The use of value-based programs will result in the most significant paradigm shift in healthcare delivery since the introduction of DRGs, Infeld said. By the end of 2016, the Medicare Access and CHIP Reauthorization Act (MACRA) will drive the creation of new alternative payment models that will establish a fixed target price for each care episode—and entities that deliver higher-quality care will be reimbursed at a higher target amount. A new Merit-based Incentive Payment System will serve to link fee-for-service payments to quality and value. Focused on value and not volume, value-based care will reward healthcare providers with incentive payments for the quality of care they give to patients. These programs are part of a larger quality strategy to reform how healthcare is delivered and paid for—focusing payment on quality and not quantity. “It is important to remember that the new bottom line is outcomes,” Infeld said.
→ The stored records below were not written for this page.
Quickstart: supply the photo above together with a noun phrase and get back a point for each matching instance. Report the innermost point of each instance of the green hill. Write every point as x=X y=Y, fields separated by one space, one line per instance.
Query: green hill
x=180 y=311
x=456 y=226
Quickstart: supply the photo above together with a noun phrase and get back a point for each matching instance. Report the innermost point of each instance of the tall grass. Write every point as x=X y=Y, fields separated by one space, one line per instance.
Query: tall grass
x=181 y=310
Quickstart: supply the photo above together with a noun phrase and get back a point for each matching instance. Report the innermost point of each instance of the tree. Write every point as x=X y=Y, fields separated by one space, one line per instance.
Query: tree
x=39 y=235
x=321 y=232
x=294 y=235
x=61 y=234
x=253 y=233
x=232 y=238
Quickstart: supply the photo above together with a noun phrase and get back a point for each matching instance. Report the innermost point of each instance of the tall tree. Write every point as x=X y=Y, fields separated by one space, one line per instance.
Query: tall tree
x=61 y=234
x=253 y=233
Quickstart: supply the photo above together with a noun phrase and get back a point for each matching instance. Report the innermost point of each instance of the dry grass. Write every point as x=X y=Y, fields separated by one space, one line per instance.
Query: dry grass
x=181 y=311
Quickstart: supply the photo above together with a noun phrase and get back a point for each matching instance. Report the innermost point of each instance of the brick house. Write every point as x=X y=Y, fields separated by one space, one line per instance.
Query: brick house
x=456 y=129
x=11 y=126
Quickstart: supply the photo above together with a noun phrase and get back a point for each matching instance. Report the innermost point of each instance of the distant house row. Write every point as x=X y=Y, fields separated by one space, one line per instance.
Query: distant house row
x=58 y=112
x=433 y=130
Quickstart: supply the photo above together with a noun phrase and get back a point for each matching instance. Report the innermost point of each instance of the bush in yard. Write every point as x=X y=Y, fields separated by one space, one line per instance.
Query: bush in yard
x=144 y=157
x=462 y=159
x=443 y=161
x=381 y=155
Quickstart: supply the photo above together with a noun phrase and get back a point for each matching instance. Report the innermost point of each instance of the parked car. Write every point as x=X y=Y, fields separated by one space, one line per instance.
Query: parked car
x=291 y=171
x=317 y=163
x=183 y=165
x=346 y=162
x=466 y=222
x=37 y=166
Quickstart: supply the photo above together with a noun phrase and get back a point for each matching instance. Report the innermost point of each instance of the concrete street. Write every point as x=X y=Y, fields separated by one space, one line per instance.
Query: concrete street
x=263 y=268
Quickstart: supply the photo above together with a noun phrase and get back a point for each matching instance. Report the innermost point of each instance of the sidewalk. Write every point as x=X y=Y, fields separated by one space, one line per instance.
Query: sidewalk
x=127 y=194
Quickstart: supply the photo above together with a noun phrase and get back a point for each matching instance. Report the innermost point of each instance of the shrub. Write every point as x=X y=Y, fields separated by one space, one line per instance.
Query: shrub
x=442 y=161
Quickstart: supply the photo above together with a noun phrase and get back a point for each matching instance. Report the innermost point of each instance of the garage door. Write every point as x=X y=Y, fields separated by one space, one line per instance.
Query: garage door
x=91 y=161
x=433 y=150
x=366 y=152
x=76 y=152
Value-based programs also support the Centers for Medicare and Medicaid Services’ Triple Aim: Better care for individuals, better health for populations, and lower cost.
With healthcare providers facing the new and significant challenges of transitioning to value-based reimbursement and the requirement to provide population health measurements and reporting, Infeld advised providers to immediately begin ramping up their population health programs. With numerous regulations and payer requirements, a healthcare organization’s staff learning curve becomes more pronounced the longer population health management implementation is delayed.
Educating one’s organization regarding the people, processes, and technologies required will create a strong foundation for a population health management program.
To ensure a successful transition, the organization will need to redefine their practice model around medical conditions of patients across the complete care episode.
An investment in new technology will be required to collect and report improvement data based on standard quality measurements, Infeld said. Resources will also need to be committed to staff education and training to develop the skills necessary to conduct patient surveys, locate community services, and develop policies and procedures. The organization’s staff will be expected to become experts in data cleansing, storage, and validation in order to properly utilize population health data for improved outcomes. These professionals will be responsible for ensuring the accuracy of all data reported, Infeld said. Beyond the initial education and training, staff will need ongoing continuing education regarding the goals and management of a population healthcare model. Additionally, consideration must be given to the resources necessary for implementing, managing, and maintaining required software applications, Infeld said.